Co-Create

HORIZON-CL5-2023-D1-01, grant number: 101137642

Co-CREATE: Conditions for Responsible Research of SRM – Analysis, Co-Creation, and Ethos

UT Principal Investigator: Dominic Lenzi

duration: 01-01-2024 to 31-12-2026

Summary

Experimental research on solar radiation modification (SRM) is controversial and feared to distract from climate change mitigation or leading to dangerous SRM use. It is not clear whether and under which conditions and governance arrangements experimental SRM research may be desirable for reducing uncertainties and lowering the probability of problematic outcomes including unilateral deployment elsewhere. Co-CREATE seeks to help structure this decision problem through co-creative scoping, analysis, and engagement for the development of principles and guidelines.

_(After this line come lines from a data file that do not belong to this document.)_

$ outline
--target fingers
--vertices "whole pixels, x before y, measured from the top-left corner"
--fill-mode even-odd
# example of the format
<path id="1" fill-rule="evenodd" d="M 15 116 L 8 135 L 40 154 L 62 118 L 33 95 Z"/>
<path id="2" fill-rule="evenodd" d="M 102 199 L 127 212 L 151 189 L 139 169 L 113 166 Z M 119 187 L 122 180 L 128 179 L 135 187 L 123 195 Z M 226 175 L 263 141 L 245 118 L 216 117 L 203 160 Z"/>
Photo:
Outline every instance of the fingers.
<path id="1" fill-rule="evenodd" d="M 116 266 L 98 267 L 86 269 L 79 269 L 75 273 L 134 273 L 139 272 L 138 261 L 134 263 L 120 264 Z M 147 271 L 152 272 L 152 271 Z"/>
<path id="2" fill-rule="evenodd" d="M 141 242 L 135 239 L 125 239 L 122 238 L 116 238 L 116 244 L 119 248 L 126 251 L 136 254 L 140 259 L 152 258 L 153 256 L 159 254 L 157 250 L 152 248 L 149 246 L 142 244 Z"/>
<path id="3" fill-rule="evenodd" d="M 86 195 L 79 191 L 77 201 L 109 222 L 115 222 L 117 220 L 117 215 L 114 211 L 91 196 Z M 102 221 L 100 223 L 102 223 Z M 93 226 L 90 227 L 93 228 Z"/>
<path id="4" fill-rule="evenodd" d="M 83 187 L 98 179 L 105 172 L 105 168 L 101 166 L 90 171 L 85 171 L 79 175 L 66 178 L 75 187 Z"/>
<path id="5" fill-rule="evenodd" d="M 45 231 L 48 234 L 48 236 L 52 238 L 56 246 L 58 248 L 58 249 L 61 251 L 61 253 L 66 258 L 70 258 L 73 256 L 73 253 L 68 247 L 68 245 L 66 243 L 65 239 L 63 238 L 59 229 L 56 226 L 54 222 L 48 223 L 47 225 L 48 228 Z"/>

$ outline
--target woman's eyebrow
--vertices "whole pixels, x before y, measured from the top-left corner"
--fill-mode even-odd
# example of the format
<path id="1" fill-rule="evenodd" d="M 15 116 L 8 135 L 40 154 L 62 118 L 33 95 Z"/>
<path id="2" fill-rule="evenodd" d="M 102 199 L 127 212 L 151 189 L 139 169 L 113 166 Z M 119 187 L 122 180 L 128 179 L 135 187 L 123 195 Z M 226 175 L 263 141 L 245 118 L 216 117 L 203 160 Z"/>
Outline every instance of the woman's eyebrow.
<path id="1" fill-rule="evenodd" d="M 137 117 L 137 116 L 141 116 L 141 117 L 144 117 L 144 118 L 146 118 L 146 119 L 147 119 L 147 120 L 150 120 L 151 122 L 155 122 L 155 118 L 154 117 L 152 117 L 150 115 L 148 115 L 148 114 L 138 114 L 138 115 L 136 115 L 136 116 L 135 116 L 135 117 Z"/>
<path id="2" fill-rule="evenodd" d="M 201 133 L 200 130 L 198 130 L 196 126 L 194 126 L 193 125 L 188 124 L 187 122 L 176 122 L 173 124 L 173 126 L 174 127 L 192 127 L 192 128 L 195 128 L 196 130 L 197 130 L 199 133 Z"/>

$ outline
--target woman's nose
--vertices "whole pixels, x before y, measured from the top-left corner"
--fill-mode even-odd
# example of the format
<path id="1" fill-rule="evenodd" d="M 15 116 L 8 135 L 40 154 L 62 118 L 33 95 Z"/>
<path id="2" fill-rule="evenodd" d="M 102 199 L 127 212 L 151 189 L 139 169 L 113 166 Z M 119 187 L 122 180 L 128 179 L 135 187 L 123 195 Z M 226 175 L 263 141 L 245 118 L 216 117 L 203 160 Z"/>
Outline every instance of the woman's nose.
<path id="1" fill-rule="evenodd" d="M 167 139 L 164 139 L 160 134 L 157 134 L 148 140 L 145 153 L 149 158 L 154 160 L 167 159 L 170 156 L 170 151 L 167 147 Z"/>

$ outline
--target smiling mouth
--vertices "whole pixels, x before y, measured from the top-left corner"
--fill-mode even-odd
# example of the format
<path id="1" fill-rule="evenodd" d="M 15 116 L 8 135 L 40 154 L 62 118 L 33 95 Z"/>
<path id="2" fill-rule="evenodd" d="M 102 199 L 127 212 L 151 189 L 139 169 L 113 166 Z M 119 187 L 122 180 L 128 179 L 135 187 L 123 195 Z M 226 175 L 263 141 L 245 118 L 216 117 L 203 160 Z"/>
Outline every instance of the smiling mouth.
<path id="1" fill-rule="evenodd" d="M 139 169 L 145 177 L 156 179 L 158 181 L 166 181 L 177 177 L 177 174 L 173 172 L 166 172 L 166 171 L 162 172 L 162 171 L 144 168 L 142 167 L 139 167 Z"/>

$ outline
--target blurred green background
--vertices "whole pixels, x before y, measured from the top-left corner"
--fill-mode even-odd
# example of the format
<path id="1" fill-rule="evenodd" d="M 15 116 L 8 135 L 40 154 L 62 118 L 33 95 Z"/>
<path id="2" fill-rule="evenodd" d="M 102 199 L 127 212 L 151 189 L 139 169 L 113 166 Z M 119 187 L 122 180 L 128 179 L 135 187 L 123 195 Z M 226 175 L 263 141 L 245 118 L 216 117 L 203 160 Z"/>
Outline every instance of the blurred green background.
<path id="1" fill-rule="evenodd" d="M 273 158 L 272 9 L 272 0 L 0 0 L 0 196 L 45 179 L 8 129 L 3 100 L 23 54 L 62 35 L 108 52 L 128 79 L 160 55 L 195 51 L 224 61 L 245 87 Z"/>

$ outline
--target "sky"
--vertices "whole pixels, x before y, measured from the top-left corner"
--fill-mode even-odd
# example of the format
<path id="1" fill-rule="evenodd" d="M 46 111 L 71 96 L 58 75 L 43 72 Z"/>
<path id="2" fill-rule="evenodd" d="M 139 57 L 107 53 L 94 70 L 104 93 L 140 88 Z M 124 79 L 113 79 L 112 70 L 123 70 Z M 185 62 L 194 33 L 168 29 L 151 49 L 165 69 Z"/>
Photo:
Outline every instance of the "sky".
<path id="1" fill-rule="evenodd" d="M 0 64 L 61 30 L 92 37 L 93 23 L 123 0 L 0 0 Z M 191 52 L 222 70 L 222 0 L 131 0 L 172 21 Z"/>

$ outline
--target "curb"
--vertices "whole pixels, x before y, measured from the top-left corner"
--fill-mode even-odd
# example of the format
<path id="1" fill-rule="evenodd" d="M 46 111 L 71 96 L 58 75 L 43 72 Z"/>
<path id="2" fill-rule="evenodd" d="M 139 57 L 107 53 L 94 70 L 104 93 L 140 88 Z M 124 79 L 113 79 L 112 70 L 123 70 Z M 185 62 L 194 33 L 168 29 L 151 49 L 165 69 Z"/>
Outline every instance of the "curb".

The project starts with a series of scoping notes that outline key dimensions of experimental SRM research including possible cases and their geographical, stake- and rightsholder, and regulatory implications, which ground the conceptual work. Co-CREATE then analyses and develops decision-support tools by asking what we can learn from governance analogues, and how various (risk) evaluation frameworks may help identify key characteristics of research proposals. Co-CREATE furthermore analyses possible legal and procedural conditions including appropriate participation. Co-CREATE itself will for the development of these governance elements enter an extensive stakeholder and rightsholder dialogue that validates preliminary analytical work, ensures stakeholders’ diverse dimensions of concern are included, and strengthens deliberative capacity.

Co-CREATE proposes guidelines and principles to facilitate decision-making by the relevant authorities on broader categories of experimental research of SRM as well as case-by-case decisions. A draft will be discussed at a Co-CREATE hosted conference and later refined based on feedback received. Proposed principles and guidelines will be grounded in a understanding of scientific merit, physical and political dimensions of risk and risk-attenuation benefit, and consideration of broader sets of values and concerns – co-creatively identified during the project.